To me, the Bulletin from HHS raises more questions than it answers. It basically brings the essential health benefits issue back to square one. With flexibility comes the danger of inequity; although each state must choose a benchmark for its minimum set of benefits, the particulars are vague enough that this patchwork approach to EHBs threatens to exacerbate the inherent regional inequalities in health care access that already exist.

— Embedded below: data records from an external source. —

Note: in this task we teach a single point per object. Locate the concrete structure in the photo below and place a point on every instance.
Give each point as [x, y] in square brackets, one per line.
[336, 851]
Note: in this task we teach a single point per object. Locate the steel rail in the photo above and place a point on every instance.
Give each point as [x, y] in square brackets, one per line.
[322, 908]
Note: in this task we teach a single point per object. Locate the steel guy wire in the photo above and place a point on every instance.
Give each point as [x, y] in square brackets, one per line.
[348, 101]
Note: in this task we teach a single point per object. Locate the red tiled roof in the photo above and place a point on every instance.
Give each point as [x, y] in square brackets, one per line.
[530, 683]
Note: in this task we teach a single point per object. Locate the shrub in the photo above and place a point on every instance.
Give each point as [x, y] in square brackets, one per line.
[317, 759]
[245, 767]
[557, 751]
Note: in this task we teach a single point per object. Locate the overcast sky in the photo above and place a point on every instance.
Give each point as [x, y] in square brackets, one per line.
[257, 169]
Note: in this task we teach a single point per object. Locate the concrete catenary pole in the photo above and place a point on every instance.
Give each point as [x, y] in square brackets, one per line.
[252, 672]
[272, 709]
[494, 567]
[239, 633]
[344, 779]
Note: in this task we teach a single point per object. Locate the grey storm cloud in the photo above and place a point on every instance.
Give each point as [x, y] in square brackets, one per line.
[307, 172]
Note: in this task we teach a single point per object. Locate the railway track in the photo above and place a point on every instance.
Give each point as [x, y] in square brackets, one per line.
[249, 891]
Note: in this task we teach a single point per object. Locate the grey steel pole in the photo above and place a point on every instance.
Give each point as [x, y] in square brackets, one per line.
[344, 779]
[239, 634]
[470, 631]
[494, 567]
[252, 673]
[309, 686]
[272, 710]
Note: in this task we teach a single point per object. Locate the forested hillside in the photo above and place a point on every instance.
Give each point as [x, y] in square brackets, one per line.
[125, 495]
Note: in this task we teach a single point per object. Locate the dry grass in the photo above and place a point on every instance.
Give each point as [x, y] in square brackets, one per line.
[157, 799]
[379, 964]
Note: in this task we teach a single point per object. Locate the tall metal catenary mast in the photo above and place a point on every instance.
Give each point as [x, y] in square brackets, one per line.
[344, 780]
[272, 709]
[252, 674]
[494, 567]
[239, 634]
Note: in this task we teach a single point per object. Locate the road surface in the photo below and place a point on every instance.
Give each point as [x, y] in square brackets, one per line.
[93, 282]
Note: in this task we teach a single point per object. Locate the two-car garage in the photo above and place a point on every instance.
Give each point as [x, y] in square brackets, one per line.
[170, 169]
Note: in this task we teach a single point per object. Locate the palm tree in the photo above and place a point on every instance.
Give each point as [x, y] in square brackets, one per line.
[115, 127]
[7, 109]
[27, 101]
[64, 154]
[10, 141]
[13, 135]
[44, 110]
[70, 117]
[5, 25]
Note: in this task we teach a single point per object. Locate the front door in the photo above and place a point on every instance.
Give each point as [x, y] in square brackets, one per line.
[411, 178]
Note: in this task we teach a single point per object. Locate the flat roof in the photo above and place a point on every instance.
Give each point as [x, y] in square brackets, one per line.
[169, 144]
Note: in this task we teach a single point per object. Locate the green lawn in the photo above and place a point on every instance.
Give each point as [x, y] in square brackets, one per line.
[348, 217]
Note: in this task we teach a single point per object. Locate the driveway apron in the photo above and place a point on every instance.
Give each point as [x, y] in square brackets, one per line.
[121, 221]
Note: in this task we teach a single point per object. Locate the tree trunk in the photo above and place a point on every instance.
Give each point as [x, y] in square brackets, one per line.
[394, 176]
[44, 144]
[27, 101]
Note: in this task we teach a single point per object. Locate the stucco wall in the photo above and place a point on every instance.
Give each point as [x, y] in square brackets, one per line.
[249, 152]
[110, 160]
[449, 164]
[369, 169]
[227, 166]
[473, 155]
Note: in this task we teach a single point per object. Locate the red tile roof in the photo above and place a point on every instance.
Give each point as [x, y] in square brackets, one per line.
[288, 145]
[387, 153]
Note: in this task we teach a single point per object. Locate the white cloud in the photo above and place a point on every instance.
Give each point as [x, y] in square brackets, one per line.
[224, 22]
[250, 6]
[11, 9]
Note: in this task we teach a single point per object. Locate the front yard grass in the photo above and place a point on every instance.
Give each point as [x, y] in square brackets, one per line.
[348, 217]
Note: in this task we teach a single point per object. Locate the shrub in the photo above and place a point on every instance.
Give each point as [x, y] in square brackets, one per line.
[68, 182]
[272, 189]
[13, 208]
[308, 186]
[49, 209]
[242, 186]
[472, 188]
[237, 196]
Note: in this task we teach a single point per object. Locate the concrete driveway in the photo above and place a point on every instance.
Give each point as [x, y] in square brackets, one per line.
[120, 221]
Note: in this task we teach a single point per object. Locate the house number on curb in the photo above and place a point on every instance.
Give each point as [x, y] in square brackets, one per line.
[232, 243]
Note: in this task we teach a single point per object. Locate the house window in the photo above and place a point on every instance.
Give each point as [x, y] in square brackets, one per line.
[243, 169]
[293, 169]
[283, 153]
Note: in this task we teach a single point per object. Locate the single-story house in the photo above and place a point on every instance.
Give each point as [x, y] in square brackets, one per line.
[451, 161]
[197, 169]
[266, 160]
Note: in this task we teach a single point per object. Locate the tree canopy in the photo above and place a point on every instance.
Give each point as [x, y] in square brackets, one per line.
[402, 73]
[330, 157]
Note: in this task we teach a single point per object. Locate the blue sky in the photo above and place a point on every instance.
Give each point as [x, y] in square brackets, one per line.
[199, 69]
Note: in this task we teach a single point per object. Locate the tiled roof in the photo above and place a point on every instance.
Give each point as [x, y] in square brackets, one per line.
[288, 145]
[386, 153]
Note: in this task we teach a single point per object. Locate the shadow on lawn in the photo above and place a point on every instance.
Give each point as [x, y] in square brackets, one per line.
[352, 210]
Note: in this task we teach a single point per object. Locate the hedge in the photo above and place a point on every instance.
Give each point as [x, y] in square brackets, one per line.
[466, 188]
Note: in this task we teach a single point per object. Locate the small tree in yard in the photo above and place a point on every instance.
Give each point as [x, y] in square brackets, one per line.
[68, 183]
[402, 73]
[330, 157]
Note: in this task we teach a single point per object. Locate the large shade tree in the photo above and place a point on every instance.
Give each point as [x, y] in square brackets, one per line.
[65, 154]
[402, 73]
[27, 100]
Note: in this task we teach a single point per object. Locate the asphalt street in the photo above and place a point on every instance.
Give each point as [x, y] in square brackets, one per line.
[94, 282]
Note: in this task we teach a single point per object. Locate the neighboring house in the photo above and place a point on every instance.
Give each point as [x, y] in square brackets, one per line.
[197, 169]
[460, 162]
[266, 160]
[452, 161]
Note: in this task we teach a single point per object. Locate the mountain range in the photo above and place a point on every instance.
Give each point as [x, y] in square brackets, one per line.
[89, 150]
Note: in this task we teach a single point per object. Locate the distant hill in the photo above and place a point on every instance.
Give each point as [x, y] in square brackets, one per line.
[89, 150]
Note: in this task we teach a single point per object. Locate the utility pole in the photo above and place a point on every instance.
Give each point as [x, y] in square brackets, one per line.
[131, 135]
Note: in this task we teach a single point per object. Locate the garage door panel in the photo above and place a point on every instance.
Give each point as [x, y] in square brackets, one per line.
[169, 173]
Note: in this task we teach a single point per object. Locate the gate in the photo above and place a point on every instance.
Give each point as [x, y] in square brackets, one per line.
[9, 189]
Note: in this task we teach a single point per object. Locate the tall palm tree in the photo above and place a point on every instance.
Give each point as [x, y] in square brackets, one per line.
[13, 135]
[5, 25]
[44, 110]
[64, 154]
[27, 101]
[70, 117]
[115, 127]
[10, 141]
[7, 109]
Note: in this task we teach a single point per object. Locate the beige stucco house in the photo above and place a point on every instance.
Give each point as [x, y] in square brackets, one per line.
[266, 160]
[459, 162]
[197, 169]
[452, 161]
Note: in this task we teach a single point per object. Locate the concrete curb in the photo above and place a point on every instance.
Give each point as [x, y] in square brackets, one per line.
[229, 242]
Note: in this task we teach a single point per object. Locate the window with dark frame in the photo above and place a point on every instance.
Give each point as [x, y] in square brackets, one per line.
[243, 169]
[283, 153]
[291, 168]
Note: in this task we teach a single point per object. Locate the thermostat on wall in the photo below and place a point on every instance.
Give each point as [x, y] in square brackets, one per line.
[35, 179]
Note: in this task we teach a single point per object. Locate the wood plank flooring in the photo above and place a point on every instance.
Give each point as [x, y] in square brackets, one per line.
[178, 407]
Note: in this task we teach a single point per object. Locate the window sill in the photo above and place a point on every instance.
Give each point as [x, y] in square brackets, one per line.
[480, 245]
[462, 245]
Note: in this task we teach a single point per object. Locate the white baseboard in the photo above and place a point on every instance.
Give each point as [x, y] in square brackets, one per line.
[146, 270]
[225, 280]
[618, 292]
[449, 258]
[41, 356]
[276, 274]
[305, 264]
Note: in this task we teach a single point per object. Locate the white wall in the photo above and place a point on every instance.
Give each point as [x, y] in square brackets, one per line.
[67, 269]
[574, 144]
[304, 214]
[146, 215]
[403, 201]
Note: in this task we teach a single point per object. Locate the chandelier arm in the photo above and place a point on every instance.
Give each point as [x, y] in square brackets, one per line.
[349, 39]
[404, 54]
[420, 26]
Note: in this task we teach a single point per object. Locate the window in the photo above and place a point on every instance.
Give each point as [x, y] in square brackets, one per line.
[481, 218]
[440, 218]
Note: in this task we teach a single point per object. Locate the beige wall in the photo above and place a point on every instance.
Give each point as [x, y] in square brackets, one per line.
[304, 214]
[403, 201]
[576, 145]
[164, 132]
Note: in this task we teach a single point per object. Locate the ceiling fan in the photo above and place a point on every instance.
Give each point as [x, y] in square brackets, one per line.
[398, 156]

It’s possible that insurers (regulated by the states) may have wiggle room to make substitutions within and between benefit categories; for example, reducing services aimed at more costly subscribers like children with autism and increasing prevention and wellness benefits that attract healthier (and cheaper) enrollees.
As Kavita Patel, a Fellow at the Engelberg Center for Health Care Reform at the Brookings Institution, notes in Health Affairs; “If a state chooses the [federal employees health plan] as a benchmark, consumers are generally going to be satisfied, given the general coverage as well as inclusiveness of services such as physical therapy/speech therapy/occupational therapy for conditions such as autism.” But in states where a small group or HMO policy is being used as a benchmark, and where some of the EHB mandates are not currently being met, “there might be a risk for less coverage of benefits and very little progress in forging a path for increased benefits for certain conditions,” writes Patel, adding “the lack of consistency across behavioral health, pediatric oral/vision and habilitative services is concerning and could require more attention from consumers and policymakers.”
In the end, creating a national standard for essential health benefits may have been politically difficult, controversial and required more intensive study and analysis. But it would have been worth it to create a true minimum set of benefits that every American could be guaranteed of receiving. By shifting responsibility to the states and giving them a range of “benchmarks” to choose from HHS has created unneeded complexity and the opportunity for cutting corners. It also shifts the power for enforcing EHBs to state insurance commissioners, diluting federal authority and increasing the risk that comprehensive coverage remains out of reach for those who need it most.